Pubdate: Wed, 28 Oct 2015
Source: New York Times (NY)
Copyright: 2015 The New York Times Company
Author: Richard A. Oppel


A local prosecutor in South Carolina said Tuesday that she would not 
bring charges against a police lieutenant who fatally shot a 
19-year-old man during an attempted drug arrest in a Hardee's parking 
lot in July.

The case has drawn outrage in some quarters, partly because a private 
autopsy on the man, Zachary Hammond, who was unarmed, indicated that 
he had been shot from the side and the back, and through his car's side window.

That seemed to contradict the account of the officer who killed him, 
Lt.
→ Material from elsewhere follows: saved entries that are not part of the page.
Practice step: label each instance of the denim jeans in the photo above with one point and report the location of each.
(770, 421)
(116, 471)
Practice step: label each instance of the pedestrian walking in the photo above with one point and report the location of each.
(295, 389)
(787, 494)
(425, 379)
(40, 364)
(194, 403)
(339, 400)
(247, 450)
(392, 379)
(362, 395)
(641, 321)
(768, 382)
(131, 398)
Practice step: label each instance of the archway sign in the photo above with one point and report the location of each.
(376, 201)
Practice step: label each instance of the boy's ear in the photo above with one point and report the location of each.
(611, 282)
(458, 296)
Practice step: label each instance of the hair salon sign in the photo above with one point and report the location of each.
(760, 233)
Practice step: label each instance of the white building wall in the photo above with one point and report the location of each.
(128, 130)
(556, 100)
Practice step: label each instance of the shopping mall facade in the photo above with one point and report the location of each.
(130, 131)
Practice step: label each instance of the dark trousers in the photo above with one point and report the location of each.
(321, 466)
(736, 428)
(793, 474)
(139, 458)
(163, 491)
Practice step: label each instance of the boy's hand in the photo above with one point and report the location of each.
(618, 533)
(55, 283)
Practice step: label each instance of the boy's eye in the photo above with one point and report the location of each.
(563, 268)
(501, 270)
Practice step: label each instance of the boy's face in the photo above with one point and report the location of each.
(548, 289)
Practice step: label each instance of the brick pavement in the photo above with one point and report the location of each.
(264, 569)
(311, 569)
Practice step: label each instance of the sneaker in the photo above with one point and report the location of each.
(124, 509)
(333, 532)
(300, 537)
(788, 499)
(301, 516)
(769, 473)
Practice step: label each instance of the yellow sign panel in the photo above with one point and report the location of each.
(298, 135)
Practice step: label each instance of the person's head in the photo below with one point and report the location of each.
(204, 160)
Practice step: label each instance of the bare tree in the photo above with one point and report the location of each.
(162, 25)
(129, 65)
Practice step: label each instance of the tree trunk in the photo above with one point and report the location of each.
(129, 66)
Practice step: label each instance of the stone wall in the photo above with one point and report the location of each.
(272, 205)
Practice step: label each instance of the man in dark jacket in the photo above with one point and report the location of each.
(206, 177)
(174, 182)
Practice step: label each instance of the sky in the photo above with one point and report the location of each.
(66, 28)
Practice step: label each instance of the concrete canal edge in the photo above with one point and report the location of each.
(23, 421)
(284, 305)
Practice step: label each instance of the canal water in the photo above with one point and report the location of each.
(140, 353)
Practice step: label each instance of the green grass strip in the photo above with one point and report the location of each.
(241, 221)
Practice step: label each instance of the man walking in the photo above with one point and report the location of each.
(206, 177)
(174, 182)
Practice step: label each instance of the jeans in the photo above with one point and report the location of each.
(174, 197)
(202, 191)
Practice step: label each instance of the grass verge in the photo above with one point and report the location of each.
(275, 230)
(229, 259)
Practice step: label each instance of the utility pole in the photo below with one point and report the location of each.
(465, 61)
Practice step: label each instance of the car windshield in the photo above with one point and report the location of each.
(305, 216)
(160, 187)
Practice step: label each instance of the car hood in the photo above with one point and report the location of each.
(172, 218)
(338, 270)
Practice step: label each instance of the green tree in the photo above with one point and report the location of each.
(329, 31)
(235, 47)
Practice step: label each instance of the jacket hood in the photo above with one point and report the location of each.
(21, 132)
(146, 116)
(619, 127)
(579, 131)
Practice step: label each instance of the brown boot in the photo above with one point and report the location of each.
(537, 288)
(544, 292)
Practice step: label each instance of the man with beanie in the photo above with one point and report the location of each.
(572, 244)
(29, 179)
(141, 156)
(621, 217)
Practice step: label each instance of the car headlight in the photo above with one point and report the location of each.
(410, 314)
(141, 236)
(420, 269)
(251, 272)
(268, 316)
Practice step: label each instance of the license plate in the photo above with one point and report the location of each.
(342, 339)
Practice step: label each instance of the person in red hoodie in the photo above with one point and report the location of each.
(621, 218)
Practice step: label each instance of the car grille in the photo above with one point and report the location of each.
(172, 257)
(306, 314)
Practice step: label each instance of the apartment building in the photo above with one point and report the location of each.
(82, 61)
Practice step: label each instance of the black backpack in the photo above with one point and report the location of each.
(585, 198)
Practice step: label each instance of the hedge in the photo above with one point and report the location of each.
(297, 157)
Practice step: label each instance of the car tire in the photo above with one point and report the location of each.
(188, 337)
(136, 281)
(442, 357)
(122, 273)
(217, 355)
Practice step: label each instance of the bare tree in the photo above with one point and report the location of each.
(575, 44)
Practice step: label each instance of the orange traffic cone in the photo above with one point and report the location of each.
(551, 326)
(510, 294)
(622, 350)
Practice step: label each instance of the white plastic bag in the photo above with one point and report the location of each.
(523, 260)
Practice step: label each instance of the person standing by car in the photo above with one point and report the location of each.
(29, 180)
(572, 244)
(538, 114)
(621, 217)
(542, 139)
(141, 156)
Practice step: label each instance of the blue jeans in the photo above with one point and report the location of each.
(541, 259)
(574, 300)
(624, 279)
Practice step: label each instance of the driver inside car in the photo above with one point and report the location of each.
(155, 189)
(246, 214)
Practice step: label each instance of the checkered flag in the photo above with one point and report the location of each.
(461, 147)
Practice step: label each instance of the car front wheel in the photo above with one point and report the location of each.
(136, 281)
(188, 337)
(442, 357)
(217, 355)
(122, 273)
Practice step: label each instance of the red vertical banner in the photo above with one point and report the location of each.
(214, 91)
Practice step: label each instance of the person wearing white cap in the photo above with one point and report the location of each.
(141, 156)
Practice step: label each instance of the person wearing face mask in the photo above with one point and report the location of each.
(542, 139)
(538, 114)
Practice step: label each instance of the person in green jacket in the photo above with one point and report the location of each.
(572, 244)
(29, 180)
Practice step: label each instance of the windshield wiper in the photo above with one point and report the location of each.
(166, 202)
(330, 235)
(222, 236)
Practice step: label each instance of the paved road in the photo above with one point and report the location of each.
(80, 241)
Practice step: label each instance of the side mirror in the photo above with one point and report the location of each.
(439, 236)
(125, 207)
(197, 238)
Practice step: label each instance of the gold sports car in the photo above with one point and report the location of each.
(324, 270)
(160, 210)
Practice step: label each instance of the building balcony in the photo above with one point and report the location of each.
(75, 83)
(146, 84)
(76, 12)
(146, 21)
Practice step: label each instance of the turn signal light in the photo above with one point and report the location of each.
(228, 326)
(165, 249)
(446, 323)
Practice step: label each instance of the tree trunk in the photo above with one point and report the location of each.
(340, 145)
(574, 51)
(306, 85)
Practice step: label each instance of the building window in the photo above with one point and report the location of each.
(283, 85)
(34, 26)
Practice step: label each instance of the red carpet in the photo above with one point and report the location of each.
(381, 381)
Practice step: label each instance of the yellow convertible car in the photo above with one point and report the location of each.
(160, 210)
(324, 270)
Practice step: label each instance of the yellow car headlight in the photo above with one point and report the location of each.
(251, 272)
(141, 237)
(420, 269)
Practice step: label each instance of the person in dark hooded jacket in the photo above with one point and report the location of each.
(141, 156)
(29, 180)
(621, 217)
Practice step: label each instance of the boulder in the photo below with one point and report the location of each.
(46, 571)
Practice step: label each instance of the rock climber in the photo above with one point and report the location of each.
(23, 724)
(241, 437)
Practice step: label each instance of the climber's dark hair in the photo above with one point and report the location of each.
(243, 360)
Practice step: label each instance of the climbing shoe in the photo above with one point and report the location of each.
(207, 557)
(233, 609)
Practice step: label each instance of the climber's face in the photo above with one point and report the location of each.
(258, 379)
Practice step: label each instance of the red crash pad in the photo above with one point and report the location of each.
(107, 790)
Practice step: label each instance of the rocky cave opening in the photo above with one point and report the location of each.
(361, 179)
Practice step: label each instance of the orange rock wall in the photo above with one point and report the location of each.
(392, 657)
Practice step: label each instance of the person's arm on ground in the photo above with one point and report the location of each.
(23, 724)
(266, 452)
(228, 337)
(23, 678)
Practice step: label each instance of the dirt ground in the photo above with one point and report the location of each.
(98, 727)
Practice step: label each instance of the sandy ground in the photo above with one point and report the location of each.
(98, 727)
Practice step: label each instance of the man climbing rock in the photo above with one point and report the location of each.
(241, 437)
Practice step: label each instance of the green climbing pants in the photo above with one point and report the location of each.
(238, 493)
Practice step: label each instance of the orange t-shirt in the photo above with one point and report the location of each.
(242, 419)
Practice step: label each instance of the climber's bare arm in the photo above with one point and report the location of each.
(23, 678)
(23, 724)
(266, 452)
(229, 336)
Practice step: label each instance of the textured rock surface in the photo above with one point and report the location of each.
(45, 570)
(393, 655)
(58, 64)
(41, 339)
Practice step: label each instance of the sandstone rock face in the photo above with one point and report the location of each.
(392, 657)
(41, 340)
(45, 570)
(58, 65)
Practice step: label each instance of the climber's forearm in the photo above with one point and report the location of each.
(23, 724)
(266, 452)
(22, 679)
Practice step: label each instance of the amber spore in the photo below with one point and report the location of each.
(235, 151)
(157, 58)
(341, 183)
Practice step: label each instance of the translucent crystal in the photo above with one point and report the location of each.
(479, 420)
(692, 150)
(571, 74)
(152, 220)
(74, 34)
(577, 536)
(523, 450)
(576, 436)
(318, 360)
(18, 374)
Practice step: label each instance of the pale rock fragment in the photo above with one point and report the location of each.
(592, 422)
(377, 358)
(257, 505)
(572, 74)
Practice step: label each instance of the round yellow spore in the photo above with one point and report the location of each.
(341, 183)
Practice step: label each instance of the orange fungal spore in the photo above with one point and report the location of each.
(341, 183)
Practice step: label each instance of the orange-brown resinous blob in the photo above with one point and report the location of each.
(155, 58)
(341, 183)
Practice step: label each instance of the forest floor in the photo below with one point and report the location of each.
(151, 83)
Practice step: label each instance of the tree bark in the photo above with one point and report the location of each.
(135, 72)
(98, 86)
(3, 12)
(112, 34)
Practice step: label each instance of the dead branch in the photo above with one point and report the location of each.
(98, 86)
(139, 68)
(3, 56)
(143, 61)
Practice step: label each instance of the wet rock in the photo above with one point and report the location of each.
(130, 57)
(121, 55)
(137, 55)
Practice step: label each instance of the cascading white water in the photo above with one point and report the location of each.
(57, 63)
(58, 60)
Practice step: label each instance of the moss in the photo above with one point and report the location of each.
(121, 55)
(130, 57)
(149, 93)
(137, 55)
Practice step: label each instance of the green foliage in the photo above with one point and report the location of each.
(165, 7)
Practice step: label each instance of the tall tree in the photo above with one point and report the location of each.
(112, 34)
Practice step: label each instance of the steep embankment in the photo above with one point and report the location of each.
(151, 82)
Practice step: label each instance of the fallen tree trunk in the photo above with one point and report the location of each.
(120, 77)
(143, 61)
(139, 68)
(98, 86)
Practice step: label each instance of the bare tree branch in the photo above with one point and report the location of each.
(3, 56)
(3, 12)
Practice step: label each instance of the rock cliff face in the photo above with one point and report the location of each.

Mark Tiller of the Seneca Police Department, who said that he had 
fired two shots at point-blank range because Mr. Hammond had rapidly 
accelerated as he drove toward the officer, and that he would have 
been run over had he not pushed himself off Mr. Hammond's car.

Investigators refused for months to release video of the shooting 
from the officer's dashboard camera. That graphic video was released 
on Tuesday, and it did little to mollify Mr. Hammond's family or their lawyer.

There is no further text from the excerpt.